Re: Check the cable equation

Posted: Mon Feb 08, 2016 5:15 pm
by ted
My apology. Looking back at your original post I see that I misinterpreted your original intent. Having read
"I wanted to check the cable equation implemented in NEURON which says that:
cm * dV/dt - I_inj = - sum(i_ion)"
"I computed the left hand side of the equation in two different ways"
I jumped to the conclusion that you intended to integrate the differential equation with your own Python code--since that's what I would have done--and took only the briefest glance at the actual code you provided. In retrospect, I see that you were just using NEURON-generated simulation results to calculate your own estimate of membrane capacitive current, and comparing that to the recording of i_cap.

Now to your questions.
1) Is the implementation correct?
The implementation of the model cell, IClamp, and vector recording are correct.
2) Why do I have to shift the passive current by 1?
You don't. In fact, you shouldn't. The lag between injected current and membrane capacitive current on the one hand, and membrane ionic current on the other, is inevitable, and in a fixed time step simulation it can look like an "off by 1 time step" result. See the discussion in my most recent post to your other thread. This is simply a manifestation of discretization error--an error that is inherent in trying to use a process that is discrete in time as an approximation to a process that is continuous in time. It goes away as you decrease dt (more about this later).

"Well, why can't I just make it vanish by shifting the passive current recording one step earlier?"

That may work in this case, but there's no guarantee that it will work if active currents are present--could make results worse. If you want more accuracy, reduce dt or change to an integration method that has better precision. NEURON's adaptive integrators work very nicely, but you can probably get away by simply cutting dt to 0.005 ms.

"Using adaptive integration would complicate my attempt to verify the value NEURON returns for i_cap."

Yes, you'll have to verify results in a different way. Or you could still use fixed dt but with a smaller time step. Let me suggest what you might try.
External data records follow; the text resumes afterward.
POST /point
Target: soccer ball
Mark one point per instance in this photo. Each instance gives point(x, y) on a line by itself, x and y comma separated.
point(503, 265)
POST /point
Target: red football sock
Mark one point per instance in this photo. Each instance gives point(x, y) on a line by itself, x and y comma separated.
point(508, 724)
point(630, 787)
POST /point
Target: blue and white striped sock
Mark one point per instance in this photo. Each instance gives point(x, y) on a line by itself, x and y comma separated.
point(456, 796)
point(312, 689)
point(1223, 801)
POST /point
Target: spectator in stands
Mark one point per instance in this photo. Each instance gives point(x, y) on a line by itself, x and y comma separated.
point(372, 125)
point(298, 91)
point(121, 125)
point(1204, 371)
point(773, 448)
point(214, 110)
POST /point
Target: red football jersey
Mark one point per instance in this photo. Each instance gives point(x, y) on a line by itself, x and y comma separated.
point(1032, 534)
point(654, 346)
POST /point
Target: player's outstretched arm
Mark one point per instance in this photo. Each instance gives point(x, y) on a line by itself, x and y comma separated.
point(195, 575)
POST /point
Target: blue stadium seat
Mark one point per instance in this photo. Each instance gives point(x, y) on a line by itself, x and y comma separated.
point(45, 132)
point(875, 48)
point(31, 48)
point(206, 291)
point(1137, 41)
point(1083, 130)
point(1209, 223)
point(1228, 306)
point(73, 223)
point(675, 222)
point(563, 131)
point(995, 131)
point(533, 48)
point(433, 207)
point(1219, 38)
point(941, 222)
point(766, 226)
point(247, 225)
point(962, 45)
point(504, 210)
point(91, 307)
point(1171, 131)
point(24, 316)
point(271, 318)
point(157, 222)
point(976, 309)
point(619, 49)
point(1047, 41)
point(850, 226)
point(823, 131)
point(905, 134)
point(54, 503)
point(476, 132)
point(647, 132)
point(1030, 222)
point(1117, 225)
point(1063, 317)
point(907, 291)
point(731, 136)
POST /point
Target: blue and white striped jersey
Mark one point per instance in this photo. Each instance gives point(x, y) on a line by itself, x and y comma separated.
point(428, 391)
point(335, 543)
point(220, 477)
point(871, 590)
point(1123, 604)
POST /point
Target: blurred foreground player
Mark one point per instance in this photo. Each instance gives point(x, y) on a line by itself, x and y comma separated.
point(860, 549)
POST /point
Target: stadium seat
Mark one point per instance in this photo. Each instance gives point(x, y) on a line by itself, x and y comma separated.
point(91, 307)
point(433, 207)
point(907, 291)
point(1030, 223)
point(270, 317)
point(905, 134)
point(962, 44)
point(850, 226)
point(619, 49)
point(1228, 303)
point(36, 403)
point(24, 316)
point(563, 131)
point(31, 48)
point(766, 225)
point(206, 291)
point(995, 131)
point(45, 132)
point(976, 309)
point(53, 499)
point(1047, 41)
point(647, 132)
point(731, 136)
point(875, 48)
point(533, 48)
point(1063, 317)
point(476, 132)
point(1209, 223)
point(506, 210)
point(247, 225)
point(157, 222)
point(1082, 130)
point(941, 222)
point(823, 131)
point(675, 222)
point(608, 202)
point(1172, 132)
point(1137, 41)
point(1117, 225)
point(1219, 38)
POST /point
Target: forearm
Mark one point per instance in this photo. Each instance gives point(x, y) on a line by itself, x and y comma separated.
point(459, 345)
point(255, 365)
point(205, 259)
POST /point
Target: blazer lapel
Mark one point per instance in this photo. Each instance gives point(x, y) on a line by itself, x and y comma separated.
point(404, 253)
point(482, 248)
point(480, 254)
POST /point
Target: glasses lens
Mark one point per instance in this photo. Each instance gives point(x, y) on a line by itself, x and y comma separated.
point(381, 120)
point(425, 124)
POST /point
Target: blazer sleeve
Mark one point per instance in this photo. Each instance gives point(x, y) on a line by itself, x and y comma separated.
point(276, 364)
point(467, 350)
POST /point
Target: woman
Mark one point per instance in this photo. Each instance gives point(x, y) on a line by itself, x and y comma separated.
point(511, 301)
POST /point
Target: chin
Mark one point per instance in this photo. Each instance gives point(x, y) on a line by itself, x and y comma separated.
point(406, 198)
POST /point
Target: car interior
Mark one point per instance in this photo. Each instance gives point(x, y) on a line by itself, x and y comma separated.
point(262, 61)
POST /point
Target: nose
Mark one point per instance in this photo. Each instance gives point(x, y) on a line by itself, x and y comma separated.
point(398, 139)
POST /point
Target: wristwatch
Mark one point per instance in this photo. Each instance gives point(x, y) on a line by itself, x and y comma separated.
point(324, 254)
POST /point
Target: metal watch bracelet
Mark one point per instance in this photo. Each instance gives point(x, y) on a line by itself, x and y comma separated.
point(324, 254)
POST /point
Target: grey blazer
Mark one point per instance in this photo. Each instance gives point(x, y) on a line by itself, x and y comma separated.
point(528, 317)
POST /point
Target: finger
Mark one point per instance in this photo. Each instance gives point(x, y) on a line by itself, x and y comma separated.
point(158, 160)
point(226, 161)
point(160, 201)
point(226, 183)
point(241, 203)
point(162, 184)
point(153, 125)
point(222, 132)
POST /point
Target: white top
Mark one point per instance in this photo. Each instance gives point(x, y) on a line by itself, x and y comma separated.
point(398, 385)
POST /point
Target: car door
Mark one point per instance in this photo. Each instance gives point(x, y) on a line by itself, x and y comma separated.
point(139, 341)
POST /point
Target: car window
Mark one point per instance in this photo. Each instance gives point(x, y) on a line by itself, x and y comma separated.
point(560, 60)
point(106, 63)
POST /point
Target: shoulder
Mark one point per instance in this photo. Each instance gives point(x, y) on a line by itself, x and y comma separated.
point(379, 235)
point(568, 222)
First, clean up the simulation by fixing its very poor initialization. Your model's resting potential is -70 mV (same as value of e_pas), so why allow NEURON to initialize it to -65 mV? Insert
h.v_init = -70
before you call (By the way, you don't have to call h.init() does that for you.)

Now you'll get simulation results that aren't dominated by a bad initialization artifact for the first 10-20 ms or so.

Next, change the stimulus and run parameters so you can see the details of simulation execution at a higher resolution. Make
stim.delay 0.2 ms
stim.dur 0.3 ms
h.tstop 1 ms

Then in a new graph plot the unscaled stimulus current (IClamp[0].i), which is already in nA, plus i_cap and i_pas after scaling them by area(0.5)*1e-2 to convert their units (mA/cm2) to nA.

Finally, in another new graph plot (the unscaled IClamp[0].i - the scaled i_cap), and also plot the scaled i_pas. Run a simulation with dt = 0.025, then change dt to 0.005 and run another simulation. Nicer--look how much closer capacitive current is to the stimulus current when the stimulus turns on, and how much closer i_pas is to the stimulus current minus the capacitive current.